Um mein diesmaliges Thema auf die Spitze zu treiben: Wie wäre es mit etwas Muttermilch? Ja, richtig gelesen, geneigter Leser! Pissamai Trapsukhorn (siehe Foto), eine selbsternannte Wahrsagerin und ein Geistermedium aus einem Bangkoker Aussenbezirk, erklärt, dass sie mit ihren 71 Jahren immer noch laktiert. Für läppische 600 Baht dürfen Sie bei Bedarf an ihren Brüsten nuckeln. Pissamai behauptet, ihre Milch besässe die wundersame Fähigkeit eine Phalanx von Krankheiten von Krebs bis hin zu Impotenz zu heilen und ewiges Leben zu bescheren. Na, wenn das keine 600 Baht wert ist! Ein rascher Blick eines meiner Journalistenkollegen in Pissamais luxuriös bemöbeltes Haus liess allerdings den Verdacht aufkommen, dass ihre »Molkerei« nur eines heilt: Ihr Bankkonto. Ein Gynäkologe in Bangkoks Chulalongkorn Hospital fasste sich kurz: »In aller Regel kann eine Frau über 40 keine Muttermilch mehr produzieren, obschon es Ausnahmen gibt, wenn der Hormonspiegel der Betreffenden aussergewöhnlich hoch ist.« Schön und gut. Die gute Pissamai ist also eine Ausnahme. Und nicht von schlechten Eltern. Sie behauptet nämlich ausserdem, sie wäre ein weiblicher Engel, die aus dem buddhistischen Olymp auf die Erde verbannt wurde weil sie unerlaubten Sex (!) mit einer Gottheit praktiziert hätte.

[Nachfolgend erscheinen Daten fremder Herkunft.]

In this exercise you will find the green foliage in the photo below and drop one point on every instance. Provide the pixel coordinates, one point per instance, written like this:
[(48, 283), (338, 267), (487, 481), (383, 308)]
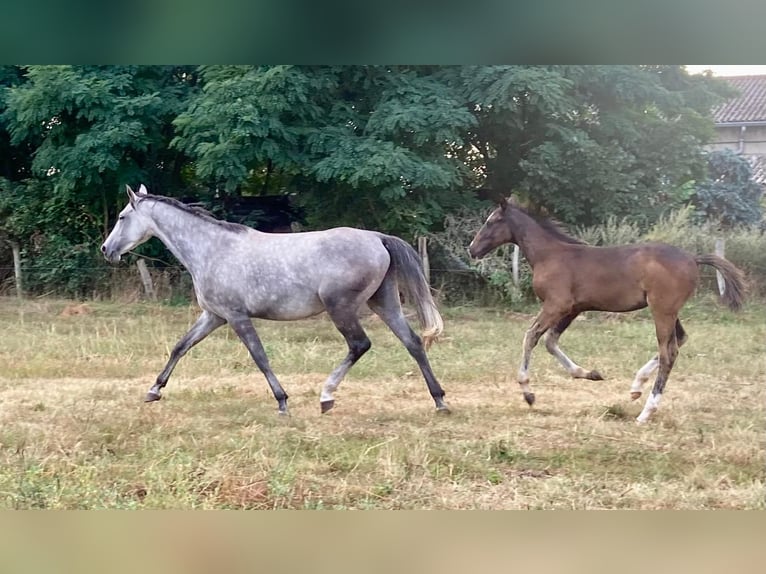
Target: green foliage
[(729, 195), (394, 148), (586, 142), (364, 146)]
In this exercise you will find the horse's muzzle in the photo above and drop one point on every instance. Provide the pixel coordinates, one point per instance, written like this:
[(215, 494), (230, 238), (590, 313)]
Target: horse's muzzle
[(475, 252), (110, 255)]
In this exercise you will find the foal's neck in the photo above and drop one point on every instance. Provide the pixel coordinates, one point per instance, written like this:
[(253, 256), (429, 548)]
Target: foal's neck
[(534, 241)]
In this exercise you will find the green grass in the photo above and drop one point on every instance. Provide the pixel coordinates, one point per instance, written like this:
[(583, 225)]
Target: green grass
[(75, 433)]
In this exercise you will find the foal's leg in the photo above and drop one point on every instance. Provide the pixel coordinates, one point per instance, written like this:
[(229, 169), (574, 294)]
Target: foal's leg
[(243, 327), (552, 345), (646, 371), (348, 324), (544, 320), (205, 324), (385, 303), (668, 351)]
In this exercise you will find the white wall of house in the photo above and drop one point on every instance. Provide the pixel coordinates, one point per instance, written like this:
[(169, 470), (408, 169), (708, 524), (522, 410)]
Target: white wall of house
[(750, 141)]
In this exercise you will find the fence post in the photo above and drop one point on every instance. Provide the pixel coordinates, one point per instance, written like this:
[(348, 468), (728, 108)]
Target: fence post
[(423, 251), (720, 248), (16, 249), (146, 279)]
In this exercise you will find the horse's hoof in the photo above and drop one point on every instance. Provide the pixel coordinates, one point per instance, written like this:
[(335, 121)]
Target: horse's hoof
[(327, 405)]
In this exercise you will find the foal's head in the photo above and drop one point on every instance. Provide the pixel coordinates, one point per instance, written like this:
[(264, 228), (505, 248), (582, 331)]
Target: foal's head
[(495, 232), (132, 228)]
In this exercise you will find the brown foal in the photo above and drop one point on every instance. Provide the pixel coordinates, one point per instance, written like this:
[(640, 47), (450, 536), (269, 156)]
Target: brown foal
[(570, 277)]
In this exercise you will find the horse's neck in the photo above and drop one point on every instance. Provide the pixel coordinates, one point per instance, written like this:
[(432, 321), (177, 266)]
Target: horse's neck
[(188, 237), (534, 241)]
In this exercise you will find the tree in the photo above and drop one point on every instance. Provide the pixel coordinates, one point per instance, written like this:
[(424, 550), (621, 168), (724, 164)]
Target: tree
[(586, 142), (86, 131), (728, 195), (363, 145)]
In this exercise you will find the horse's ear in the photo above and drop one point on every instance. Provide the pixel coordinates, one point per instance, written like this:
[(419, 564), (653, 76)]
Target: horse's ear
[(131, 195)]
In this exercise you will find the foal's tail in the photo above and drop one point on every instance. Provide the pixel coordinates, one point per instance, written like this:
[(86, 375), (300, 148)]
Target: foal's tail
[(733, 278), (409, 273)]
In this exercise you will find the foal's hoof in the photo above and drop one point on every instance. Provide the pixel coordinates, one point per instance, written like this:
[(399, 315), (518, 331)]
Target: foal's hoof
[(327, 405)]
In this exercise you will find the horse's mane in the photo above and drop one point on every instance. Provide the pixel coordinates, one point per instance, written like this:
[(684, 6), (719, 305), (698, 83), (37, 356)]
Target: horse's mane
[(551, 225), (197, 211)]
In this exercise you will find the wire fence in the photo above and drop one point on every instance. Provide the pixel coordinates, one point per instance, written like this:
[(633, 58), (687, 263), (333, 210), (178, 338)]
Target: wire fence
[(173, 284)]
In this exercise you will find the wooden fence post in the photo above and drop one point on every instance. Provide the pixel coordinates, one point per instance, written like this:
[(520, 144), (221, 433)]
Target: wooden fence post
[(423, 251), (16, 249), (720, 249), (146, 279)]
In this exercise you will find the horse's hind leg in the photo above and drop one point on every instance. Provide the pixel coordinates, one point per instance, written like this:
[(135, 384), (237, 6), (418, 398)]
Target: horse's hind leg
[(552, 345), (243, 327), (667, 343), (205, 324), (348, 324), (646, 371), (385, 303)]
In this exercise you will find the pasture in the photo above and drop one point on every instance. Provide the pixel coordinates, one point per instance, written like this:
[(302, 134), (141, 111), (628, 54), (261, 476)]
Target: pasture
[(75, 432)]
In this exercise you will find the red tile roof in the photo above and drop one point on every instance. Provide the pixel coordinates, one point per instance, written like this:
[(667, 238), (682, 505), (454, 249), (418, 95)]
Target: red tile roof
[(749, 106)]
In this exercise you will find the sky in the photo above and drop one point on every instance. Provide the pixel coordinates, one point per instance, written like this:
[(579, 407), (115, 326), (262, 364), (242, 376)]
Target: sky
[(729, 70)]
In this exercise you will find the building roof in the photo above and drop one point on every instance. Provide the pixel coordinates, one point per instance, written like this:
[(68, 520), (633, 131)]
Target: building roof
[(749, 106)]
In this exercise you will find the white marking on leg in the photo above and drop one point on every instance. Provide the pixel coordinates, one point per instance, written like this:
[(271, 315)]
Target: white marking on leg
[(644, 373), (551, 344), (652, 402), (332, 382)]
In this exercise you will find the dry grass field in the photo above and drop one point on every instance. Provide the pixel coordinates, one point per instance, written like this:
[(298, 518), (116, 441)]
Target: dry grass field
[(75, 433)]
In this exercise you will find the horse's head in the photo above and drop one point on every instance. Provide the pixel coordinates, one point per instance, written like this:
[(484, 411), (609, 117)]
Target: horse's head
[(132, 228), (495, 232)]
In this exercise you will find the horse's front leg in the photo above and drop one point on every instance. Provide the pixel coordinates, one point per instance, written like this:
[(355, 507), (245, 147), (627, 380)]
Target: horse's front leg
[(539, 326), (243, 327), (205, 324)]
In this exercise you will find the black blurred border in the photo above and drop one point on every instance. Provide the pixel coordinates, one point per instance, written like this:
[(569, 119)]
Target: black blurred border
[(443, 32)]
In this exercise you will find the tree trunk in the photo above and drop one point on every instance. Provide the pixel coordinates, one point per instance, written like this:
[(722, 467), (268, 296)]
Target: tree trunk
[(720, 249), (146, 279), (423, 251)]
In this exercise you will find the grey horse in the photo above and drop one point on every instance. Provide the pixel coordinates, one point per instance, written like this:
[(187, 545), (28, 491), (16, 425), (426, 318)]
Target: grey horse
[(240, 273)]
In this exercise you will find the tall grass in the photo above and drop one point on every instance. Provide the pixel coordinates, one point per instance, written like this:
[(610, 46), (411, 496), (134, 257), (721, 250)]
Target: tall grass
[(74, 432)]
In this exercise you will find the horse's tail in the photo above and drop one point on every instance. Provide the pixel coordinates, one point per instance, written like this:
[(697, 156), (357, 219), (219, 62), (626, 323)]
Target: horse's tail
[(409, 274), (733, 278)]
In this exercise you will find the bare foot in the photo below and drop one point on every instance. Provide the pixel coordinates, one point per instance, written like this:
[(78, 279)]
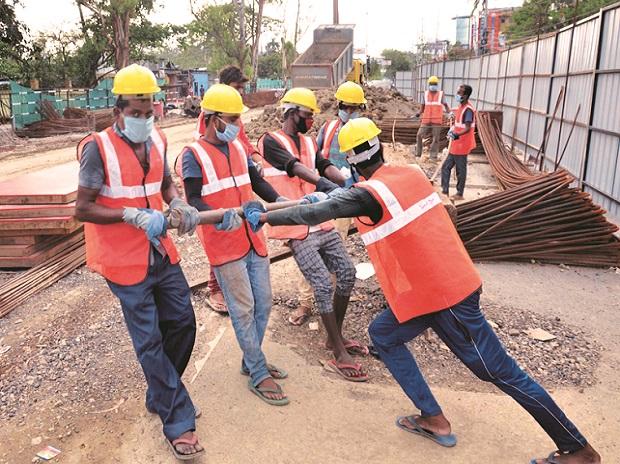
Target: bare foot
[(270, 383), (436, 424), (184, 448), (586, 455)]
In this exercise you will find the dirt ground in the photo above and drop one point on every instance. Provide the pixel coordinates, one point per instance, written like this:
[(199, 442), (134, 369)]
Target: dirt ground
[(70, 379)]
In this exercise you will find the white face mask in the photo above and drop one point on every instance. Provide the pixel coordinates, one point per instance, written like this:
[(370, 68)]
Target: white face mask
[(138, 130)]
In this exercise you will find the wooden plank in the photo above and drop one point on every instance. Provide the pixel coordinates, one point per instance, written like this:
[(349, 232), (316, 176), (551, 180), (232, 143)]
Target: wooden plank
[(38, 232), (38, 211), (27, 250), (42, 255), (60, 222), (54, 185), (15, 240)]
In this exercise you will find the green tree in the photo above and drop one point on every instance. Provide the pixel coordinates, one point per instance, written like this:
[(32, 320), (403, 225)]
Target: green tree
[(400, 61), (13, 44)]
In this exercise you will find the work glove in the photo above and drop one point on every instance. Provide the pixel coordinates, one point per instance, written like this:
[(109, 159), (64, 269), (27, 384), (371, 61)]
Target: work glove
[(314, 197), (252, 211), (152, 222), (325, 185), (231, 221), (188, 214)]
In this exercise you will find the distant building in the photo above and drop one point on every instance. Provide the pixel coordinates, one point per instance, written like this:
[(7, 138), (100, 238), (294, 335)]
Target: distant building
[(462, 31), (488, 31)]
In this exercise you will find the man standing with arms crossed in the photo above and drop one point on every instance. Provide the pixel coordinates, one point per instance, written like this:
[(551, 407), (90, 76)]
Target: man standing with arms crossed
[(429, 281), (123, 183), (462, 142), (432, 117)]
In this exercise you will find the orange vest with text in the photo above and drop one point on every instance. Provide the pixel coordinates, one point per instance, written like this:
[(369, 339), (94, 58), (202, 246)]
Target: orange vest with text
[(465, 143), (420, 261), (292, 188), (225, 184), (119, 251), (433, 109)]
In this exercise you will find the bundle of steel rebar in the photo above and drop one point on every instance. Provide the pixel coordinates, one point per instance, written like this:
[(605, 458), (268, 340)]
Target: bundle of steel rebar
[(543, 219), (508, 169), (15, 291)]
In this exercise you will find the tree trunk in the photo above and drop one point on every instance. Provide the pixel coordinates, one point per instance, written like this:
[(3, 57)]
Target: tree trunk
[(255, 45), (241, 6)]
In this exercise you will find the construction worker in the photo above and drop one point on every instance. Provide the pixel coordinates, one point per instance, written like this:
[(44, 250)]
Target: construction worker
[(230, 75), (462, 142), (217, 173), (432, 117), (294, 167), (351, 103), (429, 281), (124, 181)]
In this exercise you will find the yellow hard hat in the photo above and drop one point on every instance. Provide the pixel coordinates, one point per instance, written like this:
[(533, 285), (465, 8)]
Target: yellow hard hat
[(300, 96), (135, 80), (221, 98), (350, 92), (355, 132)]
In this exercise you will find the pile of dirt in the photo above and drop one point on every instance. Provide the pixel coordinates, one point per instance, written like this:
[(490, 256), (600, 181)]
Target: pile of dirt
[(568, 360), (382, 104)]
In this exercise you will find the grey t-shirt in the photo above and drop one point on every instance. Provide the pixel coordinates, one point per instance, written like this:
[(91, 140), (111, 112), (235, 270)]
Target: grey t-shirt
[(92, 173)]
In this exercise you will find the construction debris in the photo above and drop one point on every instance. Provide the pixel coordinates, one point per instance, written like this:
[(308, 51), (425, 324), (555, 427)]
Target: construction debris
[(74, 120), (538, 217)]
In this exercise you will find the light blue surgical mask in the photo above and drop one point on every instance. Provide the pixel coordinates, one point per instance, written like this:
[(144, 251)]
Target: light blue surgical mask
[(345, 115), (229, 134), (138, 130)]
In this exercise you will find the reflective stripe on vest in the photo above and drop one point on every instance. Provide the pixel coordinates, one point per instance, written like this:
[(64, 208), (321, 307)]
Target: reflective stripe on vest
[(400, 218), (116, 189), (328, 136), (215, 184)]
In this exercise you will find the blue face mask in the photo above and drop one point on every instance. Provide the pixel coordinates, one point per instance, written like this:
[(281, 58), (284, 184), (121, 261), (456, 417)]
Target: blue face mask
[(138, 130), (229, 134), (345, 115)]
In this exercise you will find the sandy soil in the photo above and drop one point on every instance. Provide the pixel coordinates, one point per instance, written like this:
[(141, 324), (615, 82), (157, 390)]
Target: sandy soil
[(75, 383)]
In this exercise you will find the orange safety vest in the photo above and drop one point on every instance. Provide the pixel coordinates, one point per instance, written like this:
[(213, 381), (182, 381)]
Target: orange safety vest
[(420, 261), (225, 184), (119, 251), (331, 128), (292, 188), (465, 143), (433, 108)]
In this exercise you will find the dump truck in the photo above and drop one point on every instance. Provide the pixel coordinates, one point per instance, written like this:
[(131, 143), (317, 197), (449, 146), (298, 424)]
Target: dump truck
[(329, 59)]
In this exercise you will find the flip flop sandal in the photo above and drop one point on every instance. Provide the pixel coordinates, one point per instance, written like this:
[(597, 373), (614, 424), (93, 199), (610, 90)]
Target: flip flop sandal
[(356, 348), (551, 459), (197, 411), (184, 441), (299, 319), (260, 392), (448, 440), (333, 366), (279, 373)]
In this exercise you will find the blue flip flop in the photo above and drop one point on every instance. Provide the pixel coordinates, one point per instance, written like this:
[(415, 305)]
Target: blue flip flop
[(551, 459), (448, 440)]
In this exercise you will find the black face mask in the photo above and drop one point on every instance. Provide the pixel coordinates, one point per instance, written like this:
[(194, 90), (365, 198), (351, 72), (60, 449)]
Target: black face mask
[(303, 125)]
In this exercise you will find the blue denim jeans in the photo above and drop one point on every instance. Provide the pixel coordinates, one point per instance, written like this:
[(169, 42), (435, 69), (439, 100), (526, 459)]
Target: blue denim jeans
[(161, 323), (464, 329), (246, 287)]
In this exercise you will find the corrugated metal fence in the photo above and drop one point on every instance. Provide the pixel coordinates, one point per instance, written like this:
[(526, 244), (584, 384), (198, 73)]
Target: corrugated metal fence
[(525, 83)]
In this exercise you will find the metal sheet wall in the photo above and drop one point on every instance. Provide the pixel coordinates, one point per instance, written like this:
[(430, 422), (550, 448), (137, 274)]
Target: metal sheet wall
[(525, 82)]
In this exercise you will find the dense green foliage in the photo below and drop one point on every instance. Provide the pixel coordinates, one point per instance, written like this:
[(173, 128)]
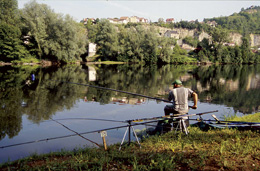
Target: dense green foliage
[(36, 31), (56, 37), (245, 22), (215, 50), (134, 43)]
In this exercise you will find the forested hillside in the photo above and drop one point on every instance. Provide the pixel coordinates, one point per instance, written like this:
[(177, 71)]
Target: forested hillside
[(245, 22)]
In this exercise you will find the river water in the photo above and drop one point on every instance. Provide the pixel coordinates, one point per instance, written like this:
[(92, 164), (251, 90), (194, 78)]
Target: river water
[(32, 96)]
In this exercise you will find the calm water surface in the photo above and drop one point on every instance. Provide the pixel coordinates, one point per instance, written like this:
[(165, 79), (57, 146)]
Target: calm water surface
[(31, 97)]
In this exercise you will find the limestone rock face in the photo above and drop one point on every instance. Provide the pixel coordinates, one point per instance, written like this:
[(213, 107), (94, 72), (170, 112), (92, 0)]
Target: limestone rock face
[(235, 38)]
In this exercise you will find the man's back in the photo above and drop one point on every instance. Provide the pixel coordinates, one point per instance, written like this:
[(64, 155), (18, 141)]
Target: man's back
[(180, 97)]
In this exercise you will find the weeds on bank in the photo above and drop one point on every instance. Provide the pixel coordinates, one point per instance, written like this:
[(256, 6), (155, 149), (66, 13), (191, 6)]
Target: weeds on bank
[(212, 150)]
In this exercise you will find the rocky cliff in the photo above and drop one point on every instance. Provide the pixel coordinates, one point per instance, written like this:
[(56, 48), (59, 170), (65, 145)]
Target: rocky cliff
[(235, 38)]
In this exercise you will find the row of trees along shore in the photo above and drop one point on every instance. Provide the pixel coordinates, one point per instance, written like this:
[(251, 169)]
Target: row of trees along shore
[(37, 33)]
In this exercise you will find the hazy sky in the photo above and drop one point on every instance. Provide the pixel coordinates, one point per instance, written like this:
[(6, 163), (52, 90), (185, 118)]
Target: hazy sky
[(152, 10)]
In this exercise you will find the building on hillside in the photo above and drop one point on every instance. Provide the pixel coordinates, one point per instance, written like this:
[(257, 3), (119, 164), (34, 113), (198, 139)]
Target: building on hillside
[(124, 20), (85, 20), (113, 20), (143, 20), (170, 20), (92, 49), (172, 34), (229, 44), (134, 19), (212, 23)]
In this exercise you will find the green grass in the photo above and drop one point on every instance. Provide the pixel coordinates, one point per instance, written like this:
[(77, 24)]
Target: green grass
[(226, 149), (247, 118)]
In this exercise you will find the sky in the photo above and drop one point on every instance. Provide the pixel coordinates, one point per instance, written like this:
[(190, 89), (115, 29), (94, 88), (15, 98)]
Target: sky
[(186, 10)]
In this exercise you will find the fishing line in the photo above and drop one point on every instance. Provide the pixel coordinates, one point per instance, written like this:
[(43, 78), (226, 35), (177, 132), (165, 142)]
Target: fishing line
[(225, 121), (95, 119), (121, 91), (75, 132), (65, 136)]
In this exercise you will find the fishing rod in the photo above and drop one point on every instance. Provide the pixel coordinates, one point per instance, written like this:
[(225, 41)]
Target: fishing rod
[(75, 132), (171, 117), (121, 91), (219, 121), (59, 137), (94, 119)]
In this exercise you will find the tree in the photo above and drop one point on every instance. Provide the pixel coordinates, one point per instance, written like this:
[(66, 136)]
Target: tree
[(9, 11), (11, 47), (107, 40), (56, 37)]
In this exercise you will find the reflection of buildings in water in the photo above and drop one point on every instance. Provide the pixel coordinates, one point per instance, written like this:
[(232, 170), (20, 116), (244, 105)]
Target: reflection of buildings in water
[(253, 82), (186, 77), (91, 73), (125, 100), (200, 88)]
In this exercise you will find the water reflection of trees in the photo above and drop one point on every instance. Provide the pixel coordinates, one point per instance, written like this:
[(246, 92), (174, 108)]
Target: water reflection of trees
[(232, 85), (38, 99), (53, 93), (151, 80), (11, 103)]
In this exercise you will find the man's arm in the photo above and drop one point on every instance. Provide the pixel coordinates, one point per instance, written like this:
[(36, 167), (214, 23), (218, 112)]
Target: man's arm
[(195, 100)]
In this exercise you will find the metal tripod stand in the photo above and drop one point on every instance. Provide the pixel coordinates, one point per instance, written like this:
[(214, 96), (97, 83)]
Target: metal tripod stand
[(182, 125), (128, 129)]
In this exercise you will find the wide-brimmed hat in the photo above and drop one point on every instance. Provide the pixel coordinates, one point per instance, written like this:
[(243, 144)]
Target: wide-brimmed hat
[(178, 82)]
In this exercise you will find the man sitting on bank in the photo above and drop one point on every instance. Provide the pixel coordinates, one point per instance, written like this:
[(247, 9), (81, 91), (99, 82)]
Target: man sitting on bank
[(179, 95)]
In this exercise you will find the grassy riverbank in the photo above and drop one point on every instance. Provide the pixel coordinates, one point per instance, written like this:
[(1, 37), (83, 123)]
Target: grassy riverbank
[(212, 150)]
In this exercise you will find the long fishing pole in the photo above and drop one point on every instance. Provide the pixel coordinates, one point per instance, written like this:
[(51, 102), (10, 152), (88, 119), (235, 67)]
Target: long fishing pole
[(59, 137), (75, 132), (171, 117), (121, 91), (94, 119)]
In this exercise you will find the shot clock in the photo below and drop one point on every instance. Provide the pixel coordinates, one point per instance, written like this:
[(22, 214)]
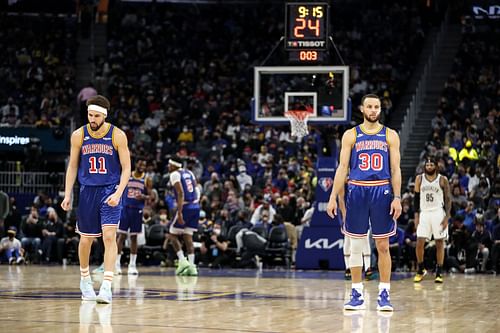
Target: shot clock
[(306, 27)]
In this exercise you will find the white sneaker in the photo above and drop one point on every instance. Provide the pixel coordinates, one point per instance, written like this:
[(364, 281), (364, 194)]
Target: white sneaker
[(132, 270)]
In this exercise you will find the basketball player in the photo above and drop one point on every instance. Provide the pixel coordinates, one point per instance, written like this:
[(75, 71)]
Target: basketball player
[(367, 260), (138, 190), (185, 222), (100, 156), (367, 252), (370, 155), (432, 212)]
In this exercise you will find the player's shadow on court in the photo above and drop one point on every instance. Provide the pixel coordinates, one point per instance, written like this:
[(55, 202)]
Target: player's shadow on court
[(87, 317)]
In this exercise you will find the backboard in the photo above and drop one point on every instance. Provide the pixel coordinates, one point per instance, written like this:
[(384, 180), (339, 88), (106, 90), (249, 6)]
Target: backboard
[(323, 90)]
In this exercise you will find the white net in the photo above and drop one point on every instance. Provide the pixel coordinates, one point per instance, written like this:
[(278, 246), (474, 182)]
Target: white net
[(298, 122)]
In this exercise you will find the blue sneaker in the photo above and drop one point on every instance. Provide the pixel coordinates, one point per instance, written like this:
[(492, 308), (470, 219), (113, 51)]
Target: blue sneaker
[(87, 288), (105, 295), (384, 301), (356, 303)]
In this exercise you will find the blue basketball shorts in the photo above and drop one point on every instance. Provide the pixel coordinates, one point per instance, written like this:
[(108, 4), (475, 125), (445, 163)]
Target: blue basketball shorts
[(191, 216), (369, 206), (94, 213), (131, 220)]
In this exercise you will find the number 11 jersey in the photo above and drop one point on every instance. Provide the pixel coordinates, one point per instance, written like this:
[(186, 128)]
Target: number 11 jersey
[(99, 161)]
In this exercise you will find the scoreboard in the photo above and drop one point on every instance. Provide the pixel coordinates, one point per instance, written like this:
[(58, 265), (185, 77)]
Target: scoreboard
[(306, 31)]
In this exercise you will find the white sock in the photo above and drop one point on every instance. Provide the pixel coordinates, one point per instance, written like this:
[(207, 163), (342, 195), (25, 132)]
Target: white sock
[(346, 261), (108, 278), (368, 261), (84, 273), (133, 258), (118, 260), (358, 287), (384, 285)]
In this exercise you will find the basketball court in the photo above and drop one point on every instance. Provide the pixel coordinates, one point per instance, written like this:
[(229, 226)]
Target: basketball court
[(47, 299)]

Na, na, na, jetzt aber einmal halblang mit den jungen Pferden, ausser sie lassen sich wirklich diesen Bären aufbinden, geneigter Leser. Sollte es Sie in der Tat danach dürsten, Unsterblichkeit zu erlangen, können Sie mit dem »gefallenen Engel« einen Termin zum Nuckeln vereinbaren. Ihre Telefonnummen sind 02-589-5000 oder 02-589-7658. Wer weiss, vielleicht kann man Sie dadurch noch von ihrem täglichen, gigantischen Alkoholkonsum abbringen und Sie leben wirklich ein bisschen länger. Wohl bekomm’s!